Ground texture is a demo megascans one.

Not being a CryEngine user, I was initially pointed to this technique, demonstrated in a video, by ZeroNight.

Whatever you call it, in the essence, it is just alpha blended terrain. Not sure how it is done in CryEngine, but in UE4 my workflow was as follows:

  • Run early depth pass for terrain conventionally.
  • For base pass of terrain, ensure that terrain is the last thing to be rendered in base pass from solid and masked objects
  • switch depth test to always
  • configure blend state to use source alpha
  • offset the terrain closer to the camera by amount, equal to maximum soft depth test rage plus small bias
  • calculate final alpha as a typical depth fade, multiplied by manual depth test, biased by a range of soft depth blend.

That is only doable after quite a few modifications to the engine though.

In CE, soft depth test and integrating meshes into terrain are two separate independent things, but latter greatly reinforces the first one.
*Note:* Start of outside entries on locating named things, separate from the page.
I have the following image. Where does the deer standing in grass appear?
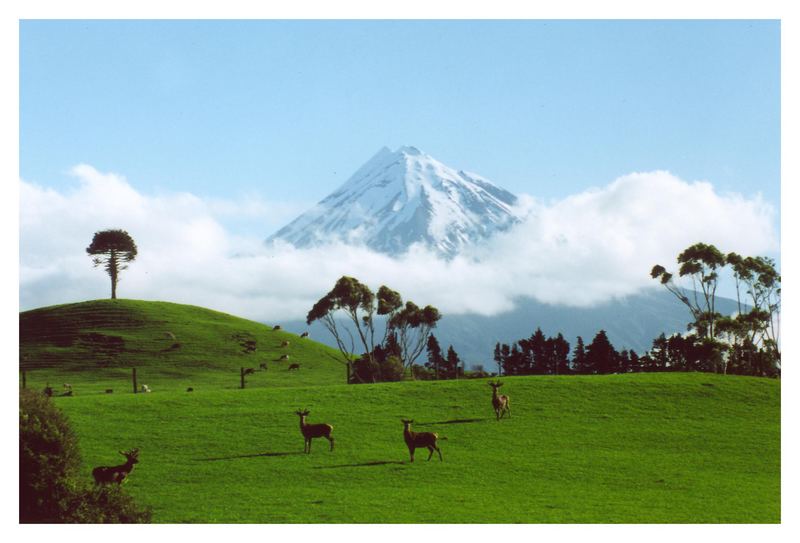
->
[295,409,333,454]
[489,381,511,420]
[400,419,444,462]
[92,449,139,485]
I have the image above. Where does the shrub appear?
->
[19,390,151,523]
[19,390,80,522]
[380,355,405,381]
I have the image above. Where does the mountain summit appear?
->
[267,146,520,257]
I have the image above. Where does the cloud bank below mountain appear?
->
[20,165,779,322]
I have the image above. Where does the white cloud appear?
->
[20,165,778,321]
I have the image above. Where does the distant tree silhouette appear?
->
[86,230,137,300]
[547,332,570,375]
[439,345,462,379]
[386,301,442,374]
[306,276,441,382]
[586,330,619,373]
[650,243,726,339]
[425,334,445,379]
[572,336,591,373]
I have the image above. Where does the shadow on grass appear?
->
[415,419,490,426]
[314,460,404,469]
[195,451,304,462]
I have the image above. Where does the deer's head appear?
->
[119,449,139,464]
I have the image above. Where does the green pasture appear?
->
[56,374,781,523]
[19,299,346,396]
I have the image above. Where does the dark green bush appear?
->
[19,390,151,523]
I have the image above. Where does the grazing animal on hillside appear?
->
[489,381,511,420]
[92,449,139,485]
[295,409,333,454]
[401,419,442,462]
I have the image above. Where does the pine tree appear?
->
[425,334,444,379]
[572,336,590,374]
[444,345,462,379]
[586,330,619,374]
[552,332,570,375]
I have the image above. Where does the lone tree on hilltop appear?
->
[86,230,137,300]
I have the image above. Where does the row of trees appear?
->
[494,329,780,377]
[650,243,781,375]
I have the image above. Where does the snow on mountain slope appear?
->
[267,147,520,257]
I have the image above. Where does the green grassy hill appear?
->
[56,374,780,523]
[19,299,346,396]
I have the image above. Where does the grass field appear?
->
[56,374,780,523]
[19,299,346,396]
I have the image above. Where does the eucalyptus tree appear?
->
[306,276,441,382]
[650,243,726,339]
[306,276,376,382]
[386,301,442,374]
[86,230,137,299]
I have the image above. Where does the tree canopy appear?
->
[86,230,138,299]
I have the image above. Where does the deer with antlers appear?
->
[295,409,333,454]
[400,419,444,462]
[489,381,511,420]
[92,449,139,485]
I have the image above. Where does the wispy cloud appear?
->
[20,165,778,321]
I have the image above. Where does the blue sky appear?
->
[19,20,781,316]
[20,21,780,210]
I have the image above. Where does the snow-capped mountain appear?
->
[267,147,520,257]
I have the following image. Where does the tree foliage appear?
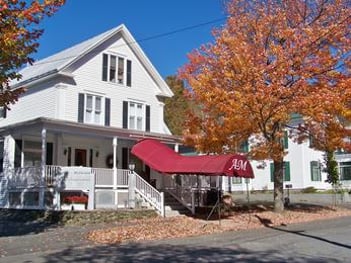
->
[165,76,195,135]
[180,0,351,211]
[0,0,65,108]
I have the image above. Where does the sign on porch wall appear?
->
[58,167,94,191]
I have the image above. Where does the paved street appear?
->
[0,217,351,263]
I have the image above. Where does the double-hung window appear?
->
[0,106,7,118]
[339,162,351,181]
[102,54,132,87]
[85,95,102,124]
[310,161,322,182]
[270,162,290,182]
[123,101,150,131]
[78,93,110,126]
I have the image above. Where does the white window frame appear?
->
[84,93,105,125]
[128,101,146,131]
[102,53,127,86]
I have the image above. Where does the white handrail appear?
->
[134,172,165,217]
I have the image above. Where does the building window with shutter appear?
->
[339,162,351,181]
[78,93,110,126]
[0,107,7,119]
[123,101,150,131]
[310,161,322,182]
[102,54,132,87]
[270,162,291,182]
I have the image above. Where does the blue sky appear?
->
[33,0,225,77]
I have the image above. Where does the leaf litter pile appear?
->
[87,206,351,244]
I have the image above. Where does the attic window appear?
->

Integrating meshes into terrain allows you to have minimal soft depth test range, while giving you large blend regions.
Without modifying terrain to closely follow the mesh, You would need to ramp up soft depth blend window so high, that you will start seeing a ton of problems, ranging from misplaced shadows to dreaded blurring in the blend region, caused by the fact, that velocities will be calculated using original terrain depth before offset.
And even at soft test range of just few units, you will already feel drift between surfaces being blended, so this is the effect, not suitable for everyone. I personally dislike it.
It is not free in terms of performance either. You are running depth pre-pass, but not getting any benefit from it and paying full overdraw hit from landscape(This is specific to my implementation at least).

Last but not least, You can’t selectively blend things. The terrain will be eating feet of your characters alive >< .

If you can get your mesh to follow terrain quite close(pulling up vertices of tree roots using heightmaps is exactly the case) soft depth test is good.
In other cases, it is next to useless, and decals, suggested by above, are actually a better alternative, as I see it.